Figure 6. Cash Costs. Verbal Description.
Source: SEC filings and investor reports. 2015 results only reported through Q3. Weights based on barrels oil produced
Sum of operating costs, G&A expenses, and production taxes (excludes interest)
This figure plots cash costs reported by shale oil producers in SEC filings. Values for 2013 and 2014 correspond to annual (10-K) reports, and values for 2015 correspond to the first three quarters of 2015 (retrieved from 10-Q reports). Individual firms’ values are displayed as blue dots, and the production-weighted average is reported as a red line. A handful of extreme outliers are omitted from the scatter (but not from the average). The weighted average is flat at about $18 per barrel in 2013 and 2014 then falls to just under $14 per barrel in 2015. In 2013, values for individual producers range from about $12 per barrel to above $30 per barrel. The total range is largely unchanged in 2014, but most firms are clustered closer together. In 2015, the minimum value falls to under $9 per barrel, with a close formation of firms below $20 and a few outliers above that level.
Figure 7. Long-Cycle Breakeven Estimates. Verbal Description.
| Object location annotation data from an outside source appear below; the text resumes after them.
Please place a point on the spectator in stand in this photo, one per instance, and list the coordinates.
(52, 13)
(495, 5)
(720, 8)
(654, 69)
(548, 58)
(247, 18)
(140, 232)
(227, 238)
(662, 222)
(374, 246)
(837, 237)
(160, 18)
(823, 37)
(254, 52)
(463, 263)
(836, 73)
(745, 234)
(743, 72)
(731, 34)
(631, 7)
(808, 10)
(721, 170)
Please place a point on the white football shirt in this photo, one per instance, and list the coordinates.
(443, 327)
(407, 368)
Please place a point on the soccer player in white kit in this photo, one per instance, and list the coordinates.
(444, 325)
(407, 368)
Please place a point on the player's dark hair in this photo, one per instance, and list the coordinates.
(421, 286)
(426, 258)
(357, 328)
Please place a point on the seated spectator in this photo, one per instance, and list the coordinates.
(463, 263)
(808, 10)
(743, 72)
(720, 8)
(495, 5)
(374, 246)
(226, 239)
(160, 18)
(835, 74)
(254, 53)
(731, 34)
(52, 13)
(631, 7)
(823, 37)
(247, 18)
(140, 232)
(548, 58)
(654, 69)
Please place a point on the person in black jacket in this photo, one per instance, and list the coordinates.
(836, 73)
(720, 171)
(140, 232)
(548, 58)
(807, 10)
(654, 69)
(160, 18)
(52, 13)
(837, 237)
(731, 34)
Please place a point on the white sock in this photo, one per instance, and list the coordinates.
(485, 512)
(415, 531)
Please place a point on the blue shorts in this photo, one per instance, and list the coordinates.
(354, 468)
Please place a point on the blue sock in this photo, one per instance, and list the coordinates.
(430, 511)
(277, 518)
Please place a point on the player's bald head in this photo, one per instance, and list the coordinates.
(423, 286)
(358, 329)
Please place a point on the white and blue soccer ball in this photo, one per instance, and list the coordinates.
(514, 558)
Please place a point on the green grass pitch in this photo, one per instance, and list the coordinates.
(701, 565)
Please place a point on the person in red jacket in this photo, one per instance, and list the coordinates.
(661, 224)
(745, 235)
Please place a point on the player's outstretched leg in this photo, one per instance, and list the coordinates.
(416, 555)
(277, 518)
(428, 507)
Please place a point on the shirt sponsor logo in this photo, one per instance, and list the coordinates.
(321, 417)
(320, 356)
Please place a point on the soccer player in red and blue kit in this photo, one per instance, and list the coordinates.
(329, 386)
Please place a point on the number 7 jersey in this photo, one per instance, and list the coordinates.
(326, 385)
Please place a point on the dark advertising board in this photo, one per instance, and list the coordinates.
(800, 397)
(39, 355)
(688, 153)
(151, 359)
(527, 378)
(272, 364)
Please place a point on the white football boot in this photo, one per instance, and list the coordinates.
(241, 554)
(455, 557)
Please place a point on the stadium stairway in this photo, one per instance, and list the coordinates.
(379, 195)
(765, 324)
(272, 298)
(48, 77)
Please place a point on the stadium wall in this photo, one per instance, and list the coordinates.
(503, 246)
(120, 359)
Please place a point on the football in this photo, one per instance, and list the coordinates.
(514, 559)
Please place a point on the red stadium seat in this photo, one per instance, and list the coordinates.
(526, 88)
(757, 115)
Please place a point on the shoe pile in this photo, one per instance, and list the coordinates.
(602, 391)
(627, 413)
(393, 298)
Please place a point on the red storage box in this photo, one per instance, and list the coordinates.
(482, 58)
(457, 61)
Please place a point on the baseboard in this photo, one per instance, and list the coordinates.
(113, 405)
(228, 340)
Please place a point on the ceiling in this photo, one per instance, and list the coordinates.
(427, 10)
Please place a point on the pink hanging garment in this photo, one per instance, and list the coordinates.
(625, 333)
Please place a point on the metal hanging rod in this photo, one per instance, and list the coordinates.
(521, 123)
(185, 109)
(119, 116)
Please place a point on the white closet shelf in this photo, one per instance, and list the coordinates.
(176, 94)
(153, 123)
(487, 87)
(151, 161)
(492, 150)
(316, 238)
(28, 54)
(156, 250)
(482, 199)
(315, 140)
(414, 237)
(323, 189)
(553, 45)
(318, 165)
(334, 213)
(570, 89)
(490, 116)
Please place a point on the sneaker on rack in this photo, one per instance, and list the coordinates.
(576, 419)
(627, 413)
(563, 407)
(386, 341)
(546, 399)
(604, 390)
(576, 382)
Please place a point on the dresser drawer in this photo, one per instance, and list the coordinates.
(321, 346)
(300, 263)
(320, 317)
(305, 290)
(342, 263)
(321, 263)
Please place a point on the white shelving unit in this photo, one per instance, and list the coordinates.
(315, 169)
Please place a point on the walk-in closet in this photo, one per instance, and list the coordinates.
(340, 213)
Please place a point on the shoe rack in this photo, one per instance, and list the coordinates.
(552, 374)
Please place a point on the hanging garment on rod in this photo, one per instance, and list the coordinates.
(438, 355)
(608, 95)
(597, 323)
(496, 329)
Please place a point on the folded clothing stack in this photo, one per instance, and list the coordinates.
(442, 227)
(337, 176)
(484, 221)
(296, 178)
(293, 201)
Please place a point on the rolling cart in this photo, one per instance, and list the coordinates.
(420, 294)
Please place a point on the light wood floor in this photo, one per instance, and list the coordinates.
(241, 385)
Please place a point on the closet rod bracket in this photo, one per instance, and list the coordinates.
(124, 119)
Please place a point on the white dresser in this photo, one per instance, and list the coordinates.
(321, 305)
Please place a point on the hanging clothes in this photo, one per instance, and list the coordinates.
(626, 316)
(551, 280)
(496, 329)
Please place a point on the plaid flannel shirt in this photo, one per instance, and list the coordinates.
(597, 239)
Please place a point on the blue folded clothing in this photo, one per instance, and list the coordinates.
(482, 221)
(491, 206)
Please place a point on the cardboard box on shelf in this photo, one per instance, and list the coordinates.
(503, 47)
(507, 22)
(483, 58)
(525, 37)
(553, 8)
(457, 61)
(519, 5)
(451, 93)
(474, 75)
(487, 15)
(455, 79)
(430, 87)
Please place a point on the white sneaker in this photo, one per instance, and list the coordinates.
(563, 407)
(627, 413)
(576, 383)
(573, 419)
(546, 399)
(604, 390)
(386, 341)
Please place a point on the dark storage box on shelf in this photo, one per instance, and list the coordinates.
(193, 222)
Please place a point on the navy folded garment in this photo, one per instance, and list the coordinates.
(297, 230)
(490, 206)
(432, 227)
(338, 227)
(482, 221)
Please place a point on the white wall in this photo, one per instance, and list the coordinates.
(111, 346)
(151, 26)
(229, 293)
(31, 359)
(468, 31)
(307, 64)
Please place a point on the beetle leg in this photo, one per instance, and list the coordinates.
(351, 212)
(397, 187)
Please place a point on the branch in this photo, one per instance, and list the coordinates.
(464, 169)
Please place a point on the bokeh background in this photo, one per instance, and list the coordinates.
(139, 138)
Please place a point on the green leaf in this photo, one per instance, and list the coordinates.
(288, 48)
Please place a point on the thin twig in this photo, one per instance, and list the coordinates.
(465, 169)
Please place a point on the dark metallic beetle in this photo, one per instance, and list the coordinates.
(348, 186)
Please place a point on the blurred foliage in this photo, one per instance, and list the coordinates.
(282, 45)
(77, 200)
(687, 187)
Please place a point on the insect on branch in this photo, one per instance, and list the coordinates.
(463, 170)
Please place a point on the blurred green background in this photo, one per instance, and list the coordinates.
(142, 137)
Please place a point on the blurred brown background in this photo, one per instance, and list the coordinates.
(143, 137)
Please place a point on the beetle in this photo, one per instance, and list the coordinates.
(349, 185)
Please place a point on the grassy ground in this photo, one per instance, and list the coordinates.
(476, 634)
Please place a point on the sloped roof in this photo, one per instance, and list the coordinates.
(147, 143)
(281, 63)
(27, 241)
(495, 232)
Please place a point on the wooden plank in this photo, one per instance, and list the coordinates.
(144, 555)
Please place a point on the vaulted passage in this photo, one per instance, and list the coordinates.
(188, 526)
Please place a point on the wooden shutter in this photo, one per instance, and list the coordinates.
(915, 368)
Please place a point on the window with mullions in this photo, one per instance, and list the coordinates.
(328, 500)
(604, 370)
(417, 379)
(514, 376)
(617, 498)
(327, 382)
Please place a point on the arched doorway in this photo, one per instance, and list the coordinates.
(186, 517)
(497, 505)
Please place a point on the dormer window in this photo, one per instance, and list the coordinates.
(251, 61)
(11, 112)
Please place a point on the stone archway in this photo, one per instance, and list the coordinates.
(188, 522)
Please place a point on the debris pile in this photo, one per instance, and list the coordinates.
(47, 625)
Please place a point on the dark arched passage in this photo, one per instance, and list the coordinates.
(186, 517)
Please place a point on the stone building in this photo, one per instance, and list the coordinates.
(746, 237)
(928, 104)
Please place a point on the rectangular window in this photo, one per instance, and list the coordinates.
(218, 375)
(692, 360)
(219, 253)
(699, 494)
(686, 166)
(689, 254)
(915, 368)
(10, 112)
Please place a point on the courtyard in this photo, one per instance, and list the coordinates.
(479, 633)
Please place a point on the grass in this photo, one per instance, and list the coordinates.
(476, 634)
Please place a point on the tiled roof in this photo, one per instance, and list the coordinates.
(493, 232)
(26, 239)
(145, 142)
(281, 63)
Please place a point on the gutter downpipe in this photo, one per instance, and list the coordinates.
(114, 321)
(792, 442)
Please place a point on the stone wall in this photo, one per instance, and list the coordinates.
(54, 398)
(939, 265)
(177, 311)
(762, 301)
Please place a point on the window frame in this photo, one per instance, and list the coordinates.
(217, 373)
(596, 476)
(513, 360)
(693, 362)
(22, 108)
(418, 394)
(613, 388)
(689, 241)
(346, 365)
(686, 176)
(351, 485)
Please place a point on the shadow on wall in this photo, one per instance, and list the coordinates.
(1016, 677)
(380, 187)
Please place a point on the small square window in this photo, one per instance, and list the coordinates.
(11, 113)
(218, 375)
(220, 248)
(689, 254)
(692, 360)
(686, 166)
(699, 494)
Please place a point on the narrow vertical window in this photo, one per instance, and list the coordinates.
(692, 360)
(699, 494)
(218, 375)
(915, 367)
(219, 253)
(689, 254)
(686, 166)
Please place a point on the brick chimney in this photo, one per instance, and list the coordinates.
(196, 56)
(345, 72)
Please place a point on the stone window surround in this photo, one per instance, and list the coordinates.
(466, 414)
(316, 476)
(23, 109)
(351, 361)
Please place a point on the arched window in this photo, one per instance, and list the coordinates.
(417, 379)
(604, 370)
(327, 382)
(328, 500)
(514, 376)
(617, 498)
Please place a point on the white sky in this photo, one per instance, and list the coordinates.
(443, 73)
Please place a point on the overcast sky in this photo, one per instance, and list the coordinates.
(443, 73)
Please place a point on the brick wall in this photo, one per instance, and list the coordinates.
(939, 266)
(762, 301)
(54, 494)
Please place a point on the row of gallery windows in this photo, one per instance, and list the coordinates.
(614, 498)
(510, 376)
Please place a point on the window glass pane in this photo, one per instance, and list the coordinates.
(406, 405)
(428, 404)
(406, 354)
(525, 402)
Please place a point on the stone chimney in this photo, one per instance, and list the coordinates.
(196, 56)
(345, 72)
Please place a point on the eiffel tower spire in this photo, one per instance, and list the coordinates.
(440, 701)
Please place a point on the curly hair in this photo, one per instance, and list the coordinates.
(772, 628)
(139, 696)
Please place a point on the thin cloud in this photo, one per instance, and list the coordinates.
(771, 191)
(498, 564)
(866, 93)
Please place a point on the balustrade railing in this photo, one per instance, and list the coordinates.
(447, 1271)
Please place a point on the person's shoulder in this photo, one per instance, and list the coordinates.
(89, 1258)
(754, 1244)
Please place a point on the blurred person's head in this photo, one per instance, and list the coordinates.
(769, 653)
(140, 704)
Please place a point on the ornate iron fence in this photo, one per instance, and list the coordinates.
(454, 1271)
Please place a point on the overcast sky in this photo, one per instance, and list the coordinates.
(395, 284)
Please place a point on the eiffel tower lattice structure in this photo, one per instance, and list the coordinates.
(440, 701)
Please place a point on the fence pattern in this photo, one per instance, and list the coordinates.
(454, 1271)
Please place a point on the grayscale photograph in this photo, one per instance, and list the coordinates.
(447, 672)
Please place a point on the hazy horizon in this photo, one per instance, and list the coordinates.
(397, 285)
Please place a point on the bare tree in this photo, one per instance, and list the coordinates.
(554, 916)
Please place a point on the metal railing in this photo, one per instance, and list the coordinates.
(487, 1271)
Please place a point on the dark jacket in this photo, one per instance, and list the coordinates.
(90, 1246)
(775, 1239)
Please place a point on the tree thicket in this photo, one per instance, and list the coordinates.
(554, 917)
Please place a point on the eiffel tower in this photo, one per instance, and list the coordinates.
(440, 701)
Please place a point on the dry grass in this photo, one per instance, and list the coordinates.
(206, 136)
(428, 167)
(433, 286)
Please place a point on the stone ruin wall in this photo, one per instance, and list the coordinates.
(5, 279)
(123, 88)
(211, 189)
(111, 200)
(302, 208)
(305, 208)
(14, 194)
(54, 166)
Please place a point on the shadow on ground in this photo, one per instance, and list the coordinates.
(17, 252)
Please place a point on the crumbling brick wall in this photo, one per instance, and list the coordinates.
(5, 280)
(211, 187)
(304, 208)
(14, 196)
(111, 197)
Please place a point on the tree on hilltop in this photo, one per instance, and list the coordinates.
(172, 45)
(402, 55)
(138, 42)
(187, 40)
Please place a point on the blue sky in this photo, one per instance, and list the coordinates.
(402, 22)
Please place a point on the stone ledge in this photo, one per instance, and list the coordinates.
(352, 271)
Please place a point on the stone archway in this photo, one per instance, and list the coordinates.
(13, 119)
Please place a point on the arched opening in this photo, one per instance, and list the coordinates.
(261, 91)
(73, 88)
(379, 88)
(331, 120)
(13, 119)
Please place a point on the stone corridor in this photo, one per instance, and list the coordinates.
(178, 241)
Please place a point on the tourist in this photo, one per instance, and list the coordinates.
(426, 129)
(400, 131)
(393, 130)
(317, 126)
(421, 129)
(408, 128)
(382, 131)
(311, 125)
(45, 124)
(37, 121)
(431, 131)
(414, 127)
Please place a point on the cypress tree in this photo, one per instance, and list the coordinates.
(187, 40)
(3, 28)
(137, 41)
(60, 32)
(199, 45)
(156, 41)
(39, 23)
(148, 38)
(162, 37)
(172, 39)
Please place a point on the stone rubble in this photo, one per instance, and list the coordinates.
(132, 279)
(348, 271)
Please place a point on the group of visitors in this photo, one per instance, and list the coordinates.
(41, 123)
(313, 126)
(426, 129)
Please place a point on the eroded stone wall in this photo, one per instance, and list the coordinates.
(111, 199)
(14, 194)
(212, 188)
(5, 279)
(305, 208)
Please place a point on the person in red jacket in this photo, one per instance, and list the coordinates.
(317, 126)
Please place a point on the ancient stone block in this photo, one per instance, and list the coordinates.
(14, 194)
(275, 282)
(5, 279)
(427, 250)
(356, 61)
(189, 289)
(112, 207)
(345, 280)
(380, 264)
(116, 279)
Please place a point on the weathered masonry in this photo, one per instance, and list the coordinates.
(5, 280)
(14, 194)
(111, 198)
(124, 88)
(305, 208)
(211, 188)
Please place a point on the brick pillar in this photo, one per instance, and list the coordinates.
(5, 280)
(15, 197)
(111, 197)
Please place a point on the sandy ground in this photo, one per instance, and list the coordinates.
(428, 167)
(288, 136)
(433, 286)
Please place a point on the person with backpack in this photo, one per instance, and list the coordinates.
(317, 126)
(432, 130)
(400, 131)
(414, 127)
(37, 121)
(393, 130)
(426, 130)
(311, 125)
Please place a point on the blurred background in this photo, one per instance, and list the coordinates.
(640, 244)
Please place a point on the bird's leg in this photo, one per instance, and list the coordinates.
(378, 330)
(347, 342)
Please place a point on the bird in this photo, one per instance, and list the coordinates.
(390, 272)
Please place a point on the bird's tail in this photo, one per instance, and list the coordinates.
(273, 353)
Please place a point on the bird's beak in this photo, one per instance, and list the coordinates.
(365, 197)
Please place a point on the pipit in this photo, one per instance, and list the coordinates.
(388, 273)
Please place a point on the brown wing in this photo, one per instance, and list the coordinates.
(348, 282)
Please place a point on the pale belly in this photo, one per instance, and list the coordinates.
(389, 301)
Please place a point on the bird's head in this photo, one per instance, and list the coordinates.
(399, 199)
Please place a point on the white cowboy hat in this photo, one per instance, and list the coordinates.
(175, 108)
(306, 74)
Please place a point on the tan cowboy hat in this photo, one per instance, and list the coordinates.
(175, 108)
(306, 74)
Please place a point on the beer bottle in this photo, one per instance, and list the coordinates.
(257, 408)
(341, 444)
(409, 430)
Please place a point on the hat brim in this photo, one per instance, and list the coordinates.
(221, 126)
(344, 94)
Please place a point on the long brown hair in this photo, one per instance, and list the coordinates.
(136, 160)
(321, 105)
Source: Federal Reserve Bank of Kansas City firm survey, profitable price for drilling
This figure plots self-reported long-cycle breakevens from the FRB Kansas City energy surveys of 2014q3, 2015q1, and 2015q3. The red line shows the simple average across firms, which fell from almost $80 per barrel in 2014q3 to just over $60 per barrel in 2015q1 and 2015q3. The figure also shows the range of reported breakevens for each quarter (shown by blue bars indicating the space between minimum and maximum values). The breakevens range from about $55 to about $95 in 2014q3. In 2015q1, the range moves down and narrows, with breakevens ranging from about $45 to about $75. In 2015q1, the range tightens further with minimum and maximum values of $50 and $75, respectively.